We are building a kafka-streams application as part of a large microservices architecture. We want to be resilient to backward incompatible format changes and have introduced a quarantined topic. We couldn't find anything provided by the library so we sort of rolled our own, by simply "manually" trying to deserialize a record and forward it to the quarantined topic upon failure.

Easy peasy.

Now comes the replay of the quarantined events. This should be triggered externally (say a REST call) and move the events to the next topic if deserialization succeeds. Can we leverage kafka-streams to perform such a on-demand operation? Intuitively it should be as simple as builder.stream(quarantined).to(nextTopic).

Looking at the processor API it doesn't seem that it is possible to halt processing. Bluntly blocking isn't an option as that would affect the other tasks running in the same StreamThread and having another KafkaStream app seems overkill. I would like to avoid hand coding a consumer -> producer loop, so I'm also considering akka-stream kafka but that sounds a bit overkill too...

Any ideas?

1
Thanks @MatthiasJ.Sax, I've played with DeserializationExceptionHandler before but I didn't want to write my own producer. For this part I have written a simple utility that does map(tryDeserialize).filter(errors).to(quarantinedTopic). Or did I miss something?Bruno Bieth
That works, too :)Matthias J. Sax
For KS: if you do a blocking external call (ie, wait until the REST call returns an answer), you can still use Streams.Matthias J. Sax
I guess my question wasn't clear, the REST API I mentioned is there to trigger the replay of the quarantined events (i.e moving the quarantined events back to the pipeline).

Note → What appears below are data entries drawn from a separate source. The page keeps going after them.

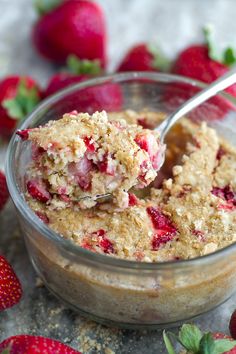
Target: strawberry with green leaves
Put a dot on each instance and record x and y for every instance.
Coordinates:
(144, 57)
(70, 27)
(204, 62)
(27, 344)
(194, 341)
(18, 97)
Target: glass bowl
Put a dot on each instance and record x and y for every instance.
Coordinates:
(113, 291)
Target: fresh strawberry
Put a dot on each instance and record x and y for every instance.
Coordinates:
(18, 97)
(27, 344)
(196, 342)
(38, 190)
(143, 57)
(3, 190)
(232, 325)
(70, 27)
(202, 62)
(10, 288)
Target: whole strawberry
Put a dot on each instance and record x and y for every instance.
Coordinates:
(204, 63)
(195, 342)
(18, 97)
(144, 57)
(106, 96)
(26, 344)
(10, 287)
(4, 195)
(70, 27)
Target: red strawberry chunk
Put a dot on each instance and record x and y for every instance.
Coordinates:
(23, 134)
(89, 144)
(37, 189)
(4, 194)
(10, 287)
(27, 344)
(165, 230)
(133, 200)
(81, 171)
(106, 166)
(43, 217)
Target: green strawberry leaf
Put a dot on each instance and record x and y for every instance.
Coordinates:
(224, 345)
(23, 103)
(190, 337)
(77, 66)
(207, 344)
(160, 61)
(168, 344)
(45, 6)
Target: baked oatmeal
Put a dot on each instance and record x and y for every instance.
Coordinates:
(81, 155)
(190, 210)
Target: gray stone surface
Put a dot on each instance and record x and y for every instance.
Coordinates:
(170, 23)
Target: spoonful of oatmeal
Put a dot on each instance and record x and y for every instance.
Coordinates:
(82, 159)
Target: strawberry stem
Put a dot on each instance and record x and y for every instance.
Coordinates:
(45, 6)
(160, 61)
(23, 103)
(78, 67)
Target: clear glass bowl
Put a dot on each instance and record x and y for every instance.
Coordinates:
(115, 291)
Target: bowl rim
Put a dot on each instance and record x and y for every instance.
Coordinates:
(45, 231)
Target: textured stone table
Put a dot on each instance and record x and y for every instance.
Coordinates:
(172, 24)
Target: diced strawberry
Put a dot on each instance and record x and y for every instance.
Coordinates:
(37, 189)
(81, 171)
(133, 200)
(220, 153)
(23, 134)
(89, 144)
(42, 216)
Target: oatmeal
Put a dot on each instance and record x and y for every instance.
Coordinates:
(190, 210)
(81, 155)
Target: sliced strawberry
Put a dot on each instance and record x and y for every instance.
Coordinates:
(89, 144)
(38, 190)
(4, 194)
(81, 171)
(133, 200)
(27, 344)
(10, 287)
(43, 217)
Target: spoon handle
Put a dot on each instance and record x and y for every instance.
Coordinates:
(218, 85)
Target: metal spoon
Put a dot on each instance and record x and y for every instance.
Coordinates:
(218, 85)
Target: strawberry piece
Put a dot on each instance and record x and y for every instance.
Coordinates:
(27, 344)
(37, 189)
(80, 171)
(143, 57)
(18, 97)
(23, 134)
(10, 287)
(4, 194)
(106, 166)
(89, 144)
(73, 27)
(232, 325)
(133, 200)
(165, 230)
(43, 217)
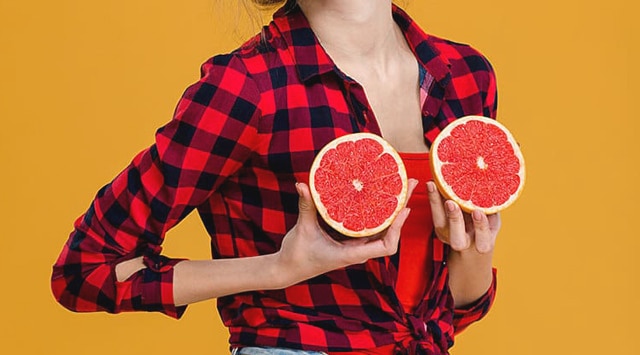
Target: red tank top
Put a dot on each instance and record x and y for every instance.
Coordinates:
(414, 271)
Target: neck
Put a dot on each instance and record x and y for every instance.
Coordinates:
(354, 29)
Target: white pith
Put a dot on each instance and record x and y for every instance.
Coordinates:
(447, 191)
(338, 226)
(481, 163)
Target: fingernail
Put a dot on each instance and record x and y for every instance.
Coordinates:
(451, 207)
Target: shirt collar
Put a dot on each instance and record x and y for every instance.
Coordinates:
(311, 60)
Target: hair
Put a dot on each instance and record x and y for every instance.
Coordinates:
(267, 2)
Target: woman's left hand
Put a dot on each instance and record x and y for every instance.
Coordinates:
(461, 230)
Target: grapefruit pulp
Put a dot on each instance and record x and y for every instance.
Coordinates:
(358, 184)
(476, 162)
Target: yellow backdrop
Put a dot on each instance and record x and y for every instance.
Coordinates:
(84, 85)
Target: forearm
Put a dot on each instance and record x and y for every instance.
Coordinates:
(470, 275)
(198, 280)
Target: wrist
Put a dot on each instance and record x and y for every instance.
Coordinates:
(278, 272)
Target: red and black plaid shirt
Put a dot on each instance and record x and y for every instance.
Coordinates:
(240, 139)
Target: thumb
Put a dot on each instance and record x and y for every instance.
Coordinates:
(306, 207)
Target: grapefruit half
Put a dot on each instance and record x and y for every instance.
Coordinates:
(358, 184)
(477, 163)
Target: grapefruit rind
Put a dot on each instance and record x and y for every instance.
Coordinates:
(447, 191)
(322, 209)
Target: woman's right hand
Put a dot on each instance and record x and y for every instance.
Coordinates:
(307, 250)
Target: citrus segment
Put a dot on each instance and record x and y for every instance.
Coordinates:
(477, 163)
(359, 184)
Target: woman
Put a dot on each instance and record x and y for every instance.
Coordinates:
(239, 150)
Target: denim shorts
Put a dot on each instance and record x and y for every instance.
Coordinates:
(272, 351)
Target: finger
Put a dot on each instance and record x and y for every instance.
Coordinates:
(437, 207)
(495, 222)
(458, 237)
(306, 207)
(484, 236)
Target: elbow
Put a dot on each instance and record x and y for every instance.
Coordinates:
(75, 292)
(61, 292)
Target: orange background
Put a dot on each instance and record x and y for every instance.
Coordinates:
(84, 85)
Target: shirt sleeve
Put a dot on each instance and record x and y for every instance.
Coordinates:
(212, 133)
(465, 316)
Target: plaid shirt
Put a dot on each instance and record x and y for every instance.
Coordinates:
(240, 139)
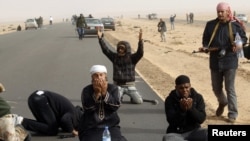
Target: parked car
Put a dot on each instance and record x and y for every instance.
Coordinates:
(31, 23)
(242, 17)
(93, 24)
(109, 23)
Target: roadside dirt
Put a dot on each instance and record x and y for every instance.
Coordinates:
(164, 61)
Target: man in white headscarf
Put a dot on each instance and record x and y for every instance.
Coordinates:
(100, 101)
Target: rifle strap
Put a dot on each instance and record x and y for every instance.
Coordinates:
(212, 37)
(230, 33)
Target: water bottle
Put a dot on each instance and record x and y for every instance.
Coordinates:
(106, 134)
(238, 44)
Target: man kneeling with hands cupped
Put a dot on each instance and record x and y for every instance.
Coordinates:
(185, 112)
(100, 101)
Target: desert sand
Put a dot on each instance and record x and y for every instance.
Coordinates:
(164, 61)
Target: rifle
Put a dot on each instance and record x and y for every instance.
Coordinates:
(211, 49)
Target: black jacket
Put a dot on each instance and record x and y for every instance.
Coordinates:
(180, 121)
(98, 114)
(123, 66)
(221, 40)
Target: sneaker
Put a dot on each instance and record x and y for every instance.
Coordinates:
(220, 109)
(231, 120)
(17, 119)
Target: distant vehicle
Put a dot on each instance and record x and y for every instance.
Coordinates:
(152, 16)
(93, 24)
(109, 23)
(242, 17)
(31, 23)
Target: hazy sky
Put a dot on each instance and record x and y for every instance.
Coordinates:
(18, 10)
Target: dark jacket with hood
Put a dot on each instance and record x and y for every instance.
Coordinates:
(123, 66)
(62, 112)
(222, 40)
(183, 121)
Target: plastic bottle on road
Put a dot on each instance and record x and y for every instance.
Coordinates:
(106, 134)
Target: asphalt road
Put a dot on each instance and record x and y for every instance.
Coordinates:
(53, 58)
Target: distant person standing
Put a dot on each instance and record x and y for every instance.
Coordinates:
(50, 20)
(187, 16)
(172, 18)
(80, 25)
(162, 28)
(219, 35)
(191, 17)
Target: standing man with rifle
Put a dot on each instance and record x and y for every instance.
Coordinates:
(218, 40)
(80, 25)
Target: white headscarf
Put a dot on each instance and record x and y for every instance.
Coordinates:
(98, 68)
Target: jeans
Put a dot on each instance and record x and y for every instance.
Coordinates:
(80, 31)
(163, 36)
(172, 25)
(132, 92)
(217, 77)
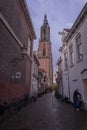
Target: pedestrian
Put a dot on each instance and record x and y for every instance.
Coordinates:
(76, 97)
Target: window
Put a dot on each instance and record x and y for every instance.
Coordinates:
(71, 55)
(65, 61)
(29, 46)
(44, 52)
(79, 47)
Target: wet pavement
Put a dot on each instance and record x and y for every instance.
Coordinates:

Say I have 3 topics (A, B, C): I stream from A and upon failure go to B otherwise to C. The rest call would trigger a one-off operation that would try from B and on success would go to C.Bruno Bieth

1 Answers

1
votes

If I understand your question correctly: whenever an external REST call is triggered, you want to start a separate streams app to read from the quarantined topic B, trying to deserialize the data with some updated format, and if succeed pushing it to the "good data" topic C, and this streams app should stop automatically when it reached the end of topic B.

In this case, and assuming you do not have a ordering requirement on the final topic C, you can use a "stop flag" internally which the KafkaStreams caller thread can block and wait on, while the KafkaStreams internal stream thread can set to unblock the caller threads to eventually call "KafkaStreams.close()". For example, you can leverage on a punctuation function which checks if there is no new data since the last punctuate period, indicating we have likely exhausted all the data from topic B, and in this case set the flag.

An example can be found in Streams own benchmarking code: https://github.com/apache/kafka/blob/trunk/streams/src/test/java/org/apache/kafka/streams/perf/SimpleBenchmark.java#L657-L673 but note it is not based on punctuation but based on processing logic, checking the current processed data content since it knows exactly what would the "last record" look like. But the general idea of using such a shutdown latch is the same.